I need to launch a pdftk process while serving a web request in Django, and wait for it to finish. My current pdftk code looks like this:
proc = subprocess.Popen(["/usr/bin/pdftk",
"/tmp/infile1.pdf",
"/tmp/infile2.pdf",
"cat", "output", "/tmp/outfile.pdf"])
proc.communicate()
This works fine, as long as I'm executing under the dev server (running as user www-data
). But as soon as I switch to mod_wsgi, changing nothing else, the code hangs at proc.communicate()
, and "outfile.pdf" is left as an open file handle of zero length.
I've tried a several variants of the subprocess invocation (as well as plain old os.system) -- setting stdin/stdout/stderr to PIPE or to various file handles changes nothing. Using "shell=True" prevents proc.communicate()

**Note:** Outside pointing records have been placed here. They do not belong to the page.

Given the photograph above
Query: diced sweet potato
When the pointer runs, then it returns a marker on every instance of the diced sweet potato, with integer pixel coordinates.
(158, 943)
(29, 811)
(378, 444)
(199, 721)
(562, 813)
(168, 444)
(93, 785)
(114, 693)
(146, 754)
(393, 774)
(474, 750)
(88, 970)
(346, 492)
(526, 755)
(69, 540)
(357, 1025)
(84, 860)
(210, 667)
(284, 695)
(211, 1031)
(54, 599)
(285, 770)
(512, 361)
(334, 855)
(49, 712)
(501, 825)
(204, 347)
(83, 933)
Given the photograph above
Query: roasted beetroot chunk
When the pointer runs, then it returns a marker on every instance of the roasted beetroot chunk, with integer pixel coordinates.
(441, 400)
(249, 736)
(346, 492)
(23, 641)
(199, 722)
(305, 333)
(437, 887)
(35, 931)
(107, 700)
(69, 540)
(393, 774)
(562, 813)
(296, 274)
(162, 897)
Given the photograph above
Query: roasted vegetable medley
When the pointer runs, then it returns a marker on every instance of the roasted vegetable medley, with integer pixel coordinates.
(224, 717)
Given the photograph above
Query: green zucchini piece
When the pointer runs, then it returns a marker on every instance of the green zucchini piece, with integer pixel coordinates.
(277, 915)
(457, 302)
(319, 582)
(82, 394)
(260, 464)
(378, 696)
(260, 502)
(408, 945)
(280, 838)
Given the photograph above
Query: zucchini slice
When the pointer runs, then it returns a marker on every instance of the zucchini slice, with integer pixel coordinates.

from hanging, but then pdftk fails to create the output file, both under the devserver or mod_wsgi. This discussion seems to indicate there might be some deeper voodoo going on with OS signals and pdftk that I don't understand.
Are there any workarounds to get a subprocess call like this to work properly under wsgi? I'm avoiding using PyPDF to combine pdf files, because I have to combine large enough numbers of files (several hundred) that it runs out of memory (PyPDF needs to keep every source pdf file open in memory while combining them).
I'm doing this under recent Ubuntu, pythons 2.6 and 2.7.